Figure 4.

XBP1 controls Cebpa expression. (A) Western blot analysis of C/EBPα and C/EBPβ protein levels in XBP1^−/− and wildtype MEFs. GRP78 and GAPDH, loading controls. (B) Q-PCR analysis in differentiating 3T3-L1 expressing CONi and XBP1i #4. Data normalized to d0 time-point of 3T3-L1 CONi adipocytes. (C) Conservation of XBP1 binding sites on the Cebpa promoter. The core binding element ACGT is underlined. (D) ChIP analysis showing the recovery of Cebpa promoter from immunoprecipitates of C/EBPβ , XBP1 or control IgG prepared from 3T3-L1 cells at d0, 8 h postinduction and d4 as indicated.
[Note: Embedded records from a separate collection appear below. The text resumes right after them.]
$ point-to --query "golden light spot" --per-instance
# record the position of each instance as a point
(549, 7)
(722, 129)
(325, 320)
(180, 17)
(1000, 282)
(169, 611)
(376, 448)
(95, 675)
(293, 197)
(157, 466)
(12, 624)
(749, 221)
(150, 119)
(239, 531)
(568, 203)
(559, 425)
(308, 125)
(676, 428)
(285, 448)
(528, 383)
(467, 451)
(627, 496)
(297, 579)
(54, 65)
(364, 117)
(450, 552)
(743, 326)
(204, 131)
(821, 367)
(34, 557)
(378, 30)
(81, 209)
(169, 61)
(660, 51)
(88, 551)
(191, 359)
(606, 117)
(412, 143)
The amount of Cebpa promoter (−335 to −82 bp) recovered was quantitated using Q-PCR. Data normalized to the IgG controls at each point. (E) Luciferase assay showing effects of XBP1s on Cebpa reporter activity (−320 to +45 bp) in HEK293T cells transiently transfected with control GFP (CON) and XBP1s. The Cebpa reporter constructs with either mutation (XBPmt) or deletion (ΔXBP) of the XBP1 binding sites were included. Data represented as mean ± s.e.m.. *, P<0.05 using unpaired two-tailed Student’s t-test comparing the samples included by the brackets. (F) Model showing the role of IRE1α-XBP1 in adipogenesis. The new findings described in this paper are highlighted in bold. See text for details.